Tiger-Cats officials remain upbeat they will be playing their home opener in late July. Glen Gibson, president of the Tiger-Cats, said even though they have a contingency plan in case the stadium isn’t ready, they don’t expect to use it.
“We always said we weren’t going to get involved (in talking about the contingency plan) because we didn’t expect we would ever use it,” said Gibson. “We maintain we will be playing on the 26th of July in that stadium. We will do everything we can to make sure that happens.”
Hamilton’s General Manager of Public Works Gerry Davis remains “optimistic” the stadium will be completed on time. City officials, including building and permit personnel are overseeing the work, he said.
“Progress is happening,” he said.
The entire project is being quarterbacked by InfrastructureOntarioand any missed deadlines will be up to the provincial organization to solve.
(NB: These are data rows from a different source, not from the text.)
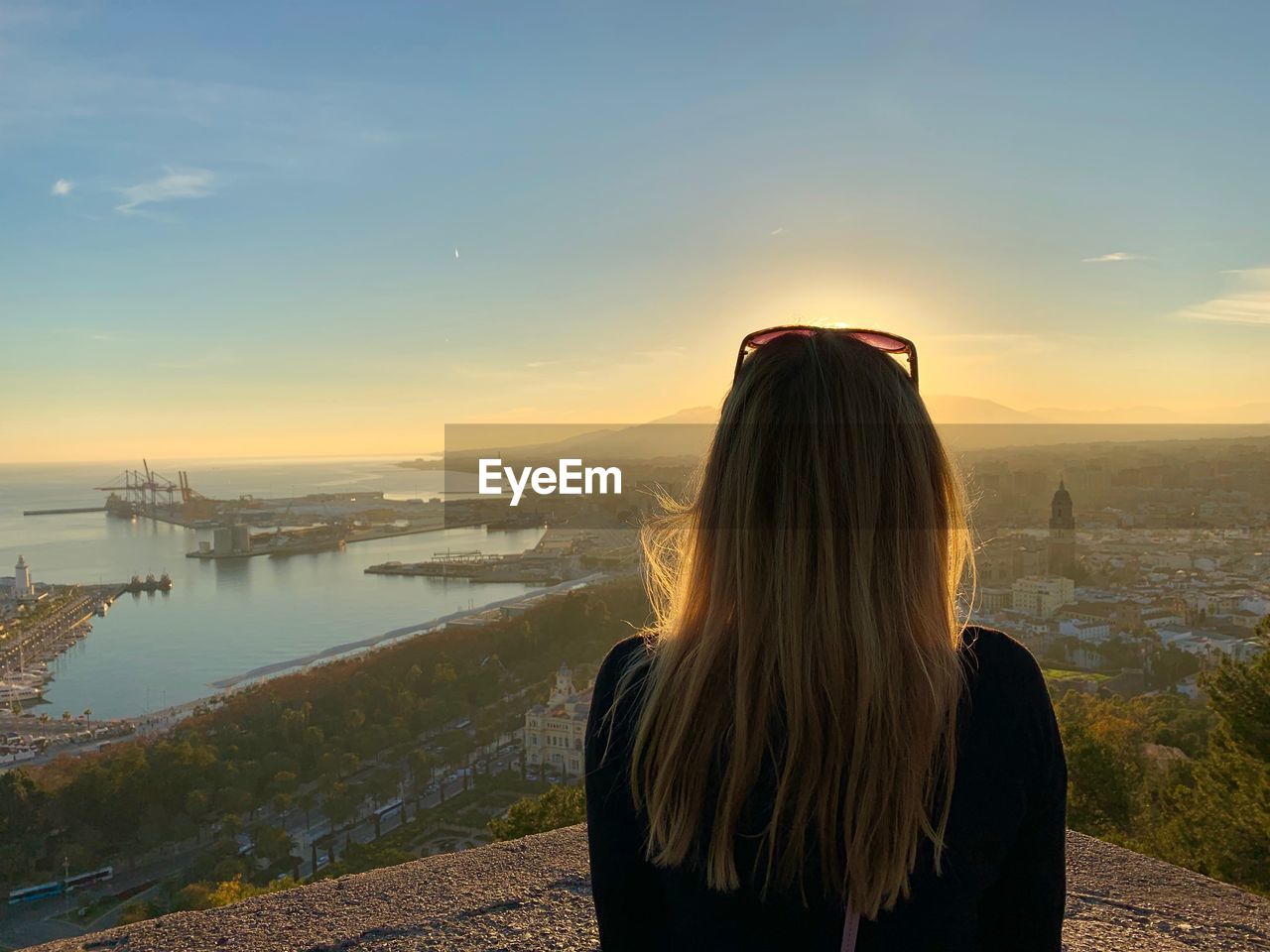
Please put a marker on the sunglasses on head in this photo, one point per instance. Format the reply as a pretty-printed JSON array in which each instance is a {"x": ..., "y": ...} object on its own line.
[{"x": 878, "y": 339}]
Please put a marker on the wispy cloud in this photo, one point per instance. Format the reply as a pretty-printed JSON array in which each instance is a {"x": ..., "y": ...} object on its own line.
[
  {"x": 1115, "y": 257},
  {"x": 1246, "y": 302},
  {"x": 176, "y": 182}
]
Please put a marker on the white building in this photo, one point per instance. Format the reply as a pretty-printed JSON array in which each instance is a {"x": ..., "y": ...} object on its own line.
[
  {"x": 1042, "y": 595},
  {"x": 554, "y": 733},
  {"x": 22, "y": 587}
]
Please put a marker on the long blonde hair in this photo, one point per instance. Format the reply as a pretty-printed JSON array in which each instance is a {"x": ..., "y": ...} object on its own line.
[{"x": 807, "y": 627}]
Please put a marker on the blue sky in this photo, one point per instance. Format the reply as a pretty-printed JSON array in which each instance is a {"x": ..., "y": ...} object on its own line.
[{"x": 241, "y": 218}]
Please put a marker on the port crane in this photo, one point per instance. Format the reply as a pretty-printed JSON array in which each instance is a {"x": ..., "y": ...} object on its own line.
[
  {"x": 141, "y": 492},
  {"x": 143, "y": 488}
]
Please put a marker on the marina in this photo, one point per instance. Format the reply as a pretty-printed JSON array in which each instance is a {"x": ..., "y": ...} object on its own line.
[{"x": 227, "y": 616}]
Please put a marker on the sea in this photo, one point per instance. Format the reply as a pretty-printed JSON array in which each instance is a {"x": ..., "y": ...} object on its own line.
[{"x": 223, "y": 617}]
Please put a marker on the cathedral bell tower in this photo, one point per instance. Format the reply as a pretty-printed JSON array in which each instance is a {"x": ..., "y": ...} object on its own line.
[{"x": 1061, "y": 549}]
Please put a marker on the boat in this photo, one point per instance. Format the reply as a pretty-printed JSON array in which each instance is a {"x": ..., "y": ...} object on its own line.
[{"x": 303, "y": 546}]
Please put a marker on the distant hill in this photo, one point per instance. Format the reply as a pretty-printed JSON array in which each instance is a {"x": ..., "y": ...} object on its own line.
[
  {"x": 966, "y": 422},
  {"x": 952, "y": 408}
]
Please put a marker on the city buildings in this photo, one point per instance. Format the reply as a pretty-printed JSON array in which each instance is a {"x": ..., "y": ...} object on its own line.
[{"x": 1042, "y": 595}]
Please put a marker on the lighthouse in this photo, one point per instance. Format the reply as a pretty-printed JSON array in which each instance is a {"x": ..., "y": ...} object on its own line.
[{"x": 22, "y": 587}]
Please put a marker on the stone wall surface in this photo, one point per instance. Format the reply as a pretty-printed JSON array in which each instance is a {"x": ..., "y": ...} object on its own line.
[{"x": 534, "y": 895}]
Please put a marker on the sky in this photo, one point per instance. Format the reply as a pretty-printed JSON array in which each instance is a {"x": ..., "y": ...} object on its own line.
[{"x": 248, "y": 229}]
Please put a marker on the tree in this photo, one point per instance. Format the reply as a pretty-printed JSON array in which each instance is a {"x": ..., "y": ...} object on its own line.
[
  {"x": 559, "y": 806},
  {"x": 272, "y": 843}
]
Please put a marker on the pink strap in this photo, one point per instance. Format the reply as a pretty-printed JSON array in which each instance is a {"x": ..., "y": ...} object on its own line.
[{"x": 849, "y": 929}]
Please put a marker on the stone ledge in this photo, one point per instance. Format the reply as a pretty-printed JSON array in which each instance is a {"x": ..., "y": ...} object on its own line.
[{"x": 534, "y": 895}]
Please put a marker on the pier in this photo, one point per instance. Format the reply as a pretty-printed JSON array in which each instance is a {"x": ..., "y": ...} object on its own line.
[{"x": 64, "y": 512}]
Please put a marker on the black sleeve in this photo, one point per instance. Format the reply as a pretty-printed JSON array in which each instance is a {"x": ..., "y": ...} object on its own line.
[
  {"x": 1025, "y": 907},
  {"x": 624, "y": 884}
]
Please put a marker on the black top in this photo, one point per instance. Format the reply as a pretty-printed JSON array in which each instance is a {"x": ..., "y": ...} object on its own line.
[{"x": 1002, "y": 885}]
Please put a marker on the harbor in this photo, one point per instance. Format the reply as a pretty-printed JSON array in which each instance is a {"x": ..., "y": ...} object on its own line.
[
  {"x": 559, "y": 556},
  {"x": 227, "y": 616},
  {"x": 40, "y": 622}
]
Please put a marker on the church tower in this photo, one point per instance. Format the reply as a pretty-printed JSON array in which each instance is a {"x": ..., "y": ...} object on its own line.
[
  {"x": 563, "y": 687},
  {"x": 1061, "y": 549}
]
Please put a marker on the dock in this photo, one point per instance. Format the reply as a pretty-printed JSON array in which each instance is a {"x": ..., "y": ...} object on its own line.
[{"x": 64, "y": 512}]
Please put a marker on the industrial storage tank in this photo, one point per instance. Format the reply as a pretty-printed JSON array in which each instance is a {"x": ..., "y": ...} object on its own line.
[{"x": 222, "y": 540}]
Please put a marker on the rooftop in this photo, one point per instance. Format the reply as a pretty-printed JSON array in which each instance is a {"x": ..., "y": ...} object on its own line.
[{"x": 534, "y": 895}]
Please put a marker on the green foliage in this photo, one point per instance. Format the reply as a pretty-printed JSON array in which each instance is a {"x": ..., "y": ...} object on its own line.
[
  {"x": 1187, "y": 782},
  {"x": 559, "y": 806}
]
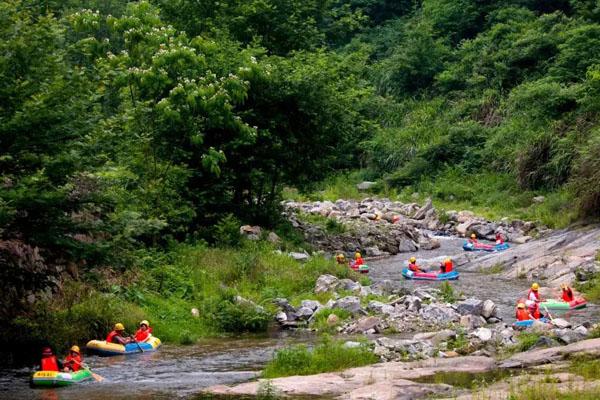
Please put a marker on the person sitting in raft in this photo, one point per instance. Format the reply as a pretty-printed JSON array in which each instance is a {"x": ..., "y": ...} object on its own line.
[
  {"x": 412, "y": 265},
  {"x": 117, "y": 335},
  {"x": 567, "y": 293},
  {"x": 446, "y": 266},
  {"x": 499, "y": 238},
  {"x": 533, "y": 300},
  {"x": 73, "y": 361},
  {"x": 144, "y": 332},
  {"x": 49, "y": 361},
  {"x": 358, "y": 259},
  {"x": 522, "y": 314}
]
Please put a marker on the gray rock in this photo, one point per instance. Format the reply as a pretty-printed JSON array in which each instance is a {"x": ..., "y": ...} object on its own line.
[
  {"x": 349, "y": 303},
  {"x": 366, "y": 185},
  {"x": 489, "y": 309},
  {"x": 470, "y": 306},
  {"x": 304, "y": 313},
  {"x": 312, "y": 304},
  {"x": 349, "y": 284},
  {"x": 561, "y": 323},
  {"x": 326, "y": 283},
  {"x": 483, "y": 334},
  {"x": 406, "y": 245},
  {"x": 380, "y": 308}
]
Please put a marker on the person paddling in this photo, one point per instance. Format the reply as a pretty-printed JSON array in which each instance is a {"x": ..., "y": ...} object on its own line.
[
  {"x": 522, "y": 314},
  {"x": 73, "y": 361},
  {"x": 118, "y": 336},
  {"x": 412, "y": 265},
  {"x": 49, "y": 361},
  {"x": 144, "y": 332},
  {"x": 567, "y": 293},
  {"x": 446, "y": 266}
]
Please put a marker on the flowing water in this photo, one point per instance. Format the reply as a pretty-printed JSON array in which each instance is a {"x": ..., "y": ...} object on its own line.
[{"x": 182, "y": 371}]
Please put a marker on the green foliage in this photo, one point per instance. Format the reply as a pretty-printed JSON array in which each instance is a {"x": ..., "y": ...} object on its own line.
[{"x": 326, "y": 356}]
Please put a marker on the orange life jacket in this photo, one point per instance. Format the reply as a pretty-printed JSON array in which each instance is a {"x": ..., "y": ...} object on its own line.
[
  {"x": 141, "y": 336},
  {"x": 73, "y": 363},
  {"x": 568, "y": 295},
  {"x": 49, "y": 363},
  {"x": 522, "y": 314}
]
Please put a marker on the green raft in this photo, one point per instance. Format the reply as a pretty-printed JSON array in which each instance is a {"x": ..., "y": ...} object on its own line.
[{"x": 56, "y": 379}]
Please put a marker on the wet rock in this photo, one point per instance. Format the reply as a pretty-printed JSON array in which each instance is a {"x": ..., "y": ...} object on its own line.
[
  {"x": 349, "y": 303},
  {"x": 326, "y": 283},
  {"x": 489, "y": 309},
  {"x": 470, "y": 306}
]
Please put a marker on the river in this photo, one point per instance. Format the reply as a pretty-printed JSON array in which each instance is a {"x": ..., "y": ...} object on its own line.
[{"x": 182, "y": 371}]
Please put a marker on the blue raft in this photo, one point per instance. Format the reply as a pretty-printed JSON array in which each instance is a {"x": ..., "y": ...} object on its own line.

John McKendrick, executive vice president for major projects, echoed Barkey’s goal of finishing the project by July 26. If the developer doesn’t meet its obligations, the contract stipulates the developer must pay the Tiger-Cats $1 million for every home game missed.
Ancaster councillor Lloyd Ferguson, chair of the Pan Am Stadium Precinct sub-committee, remains concerned about the delays.
“It’s going to be a tough push (to meet the July 26th deadline),” saidFerguson. “This is not going to be easy.”
For instance, even though holes were being drilled into the pre-cast concrete for the stadium seating, and before the seating can be installed a coating on the pre-cast concrete needs to be done first. Ferguson says it needs to be dry for the coating to be done. The weather forecast for the next few days includes rain.
Meanwhile, Gibson announced the football club will be giving two tickets to each person who worked on the stadium in a show of appreciation. The offer, which expires May 7, will allow a person to attend the July 31 game against the Blue Bombers, Aug. 16 against Calgary, or Sept. 20 contest against Edmonton.